Home MusicaDischi in uscitaAlex di Raige: i testi più belli dell’album

08 Settembre 2016 | 16:08

Alex di Raige: i testi più belli dell’album

In anteprima, una selezione delle frasi emozionanti e riflessive del progetto. Nei negozi dal 9 settembre

 di Alessandro Alicandri

Alex di Raige: i testi più belli dell’album

In anteprima, una selezione delle frasi emozionanti e riflessive del progetto. Nei negozi dal 9 settembre

08 Settembre 2016 | 16:08 di Alessandro Alicandri

In anteprima per i lettori di Sorrisi, ecco 11 estratti dai testi di «Alex» il nuovo album di Raige nei negozi dal 9 settembre. Vi lasciamo, prima delle citazioni dal disco, alla presentazione che l'artista ci ha fatto del progetto. Ci siamo concentrati sul peso della sua scrittura, così importante per chi lo segue da tempo e così importante per noi da chiedergli di svelarceli poche ora prima della pubblicazione. L'album è stato anticipato dal brano «Dove finisce il cielo» e dal singolo «Il rumore che fa» in collaborazione con Marco Masini. 

Raige presenta «Alex»

Si può dire tutto quello che hai in mente nello stesso spazio ma con meno parole? È quello che ho cercato di fare nella costruzione di «Alex», il mio nuovo album. È cambiato l'approccio alla scrittura perché è cambiato il modo in cui mi esprimo con essa: questo progetto è molto meno rappato, ha argomenti e sonorità in cui ritroverete sì la mia forma espressiva di sempre, ma anche il tentativo (spero riuscito) di fare qualcosa di diverso, alzando l'asticella. Voglio che tutti mi capiscano, voglio che in molte persone possano sapere cos'ho da raccontare.

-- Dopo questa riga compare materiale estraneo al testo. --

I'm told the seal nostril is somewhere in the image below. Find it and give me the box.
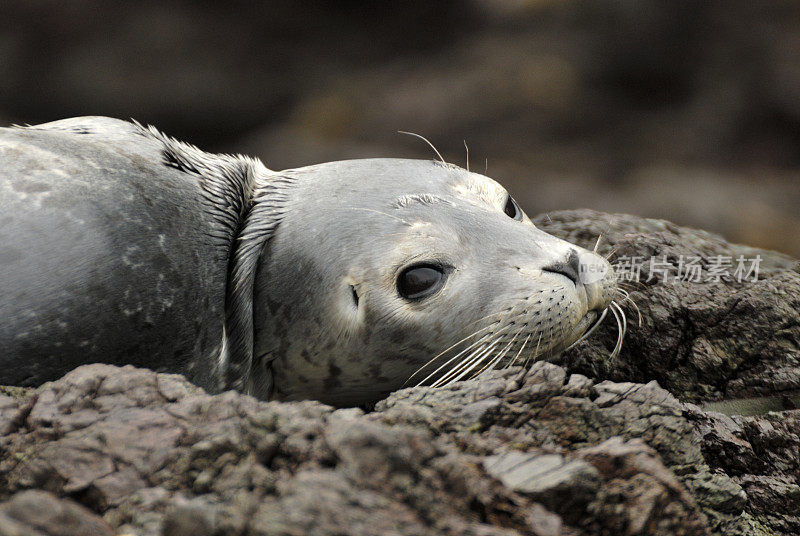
[542,249,581,285]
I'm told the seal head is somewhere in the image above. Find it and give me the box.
[250,159,616,405]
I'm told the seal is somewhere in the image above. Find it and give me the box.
[0,117,624,406]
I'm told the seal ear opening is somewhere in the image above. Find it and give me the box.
[222,170,295,399]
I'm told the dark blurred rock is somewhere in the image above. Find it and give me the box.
[0,490,114,536]
[0,0,800,256]
[0,211,800,536]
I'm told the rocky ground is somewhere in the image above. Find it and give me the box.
[0,211,800,536]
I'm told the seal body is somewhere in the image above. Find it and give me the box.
[0,118,247,388]
[0,118,615,405]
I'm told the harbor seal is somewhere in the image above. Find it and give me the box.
[0,117,618,406]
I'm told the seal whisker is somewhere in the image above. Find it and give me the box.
[617,289,642,327]
[439,339,500,385]
[472,331,520,378]
[506,333,531,368]
[397,130,447,166]
[476,331,521,376]
[608,301,628,359]
[434,326,509,386]
[403,311,503,387]
[604,246,619,260]
[409,332,492,387]
[517,333,542,381]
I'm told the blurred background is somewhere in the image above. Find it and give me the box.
[0,0,800,257]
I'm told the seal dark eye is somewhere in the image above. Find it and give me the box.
[503,196,522,220]
[397,264,444,300]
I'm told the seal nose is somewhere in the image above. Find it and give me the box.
[542,249,581,285]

È un album di transizione, questo «Alex», tra quello che sono stato e quello che sarò. Prendo le misure, navigo in acque diverse. Nel 2006 pubblicavo un album puramente hip-hop, un disco dove già cantavo quasi tutti i ritornelli nella golden age del rap purista italiana, momento nel quale se facevi qualcosa di "sbagliato" potevano metterti alla gogna. Sono cresciuto, il pubblico è cresciuto con me e ritengo che quel tipo di album non possa più farlo, oggi. A costo di non piacere a tutti.

Questo album ha una pelle nuova perché non volevo annoiarmi, perché è così che mi esprimo oggi. Ho cambiato categoria su iTunes, una cosa di cui non frega niente a nessuno ma l'ho fatto per onestà verso il pubblico. Non è un album hip-hop, anche se oggi qualcuno cerca di farvi passare del "non rap" come il suo contrario. Oggi mi sento dentro il cappello del "pop", anche se poi è difficile identificarmi in un genere preciso ed è proprio lì che volevo arrivare.

Ho chiuso l'album a maggio scorso e già vedo di fronte a me quello che sarà il futuro in musica. Oggi vedo ancora quel mio senso di inguaribile inadeguatezza che non guarisce con l'età, un disagio che mi ha portato a fare auto-analisi, provando a "risolvermi" grazie alla scrittura di canzoni. In questo album ho vestito quel mio sembrare "preso male" in una veste comoda, più fresca, senza tradire la mia natura introversa e riflessiva. Perché non mi sforzo di sembrare "solare" e positivo prendendovi in giro, preferisco vedere uno spiraglio di luce dove non c'è o non lo vedete. Sono motivato e forte per portare questo album lontano.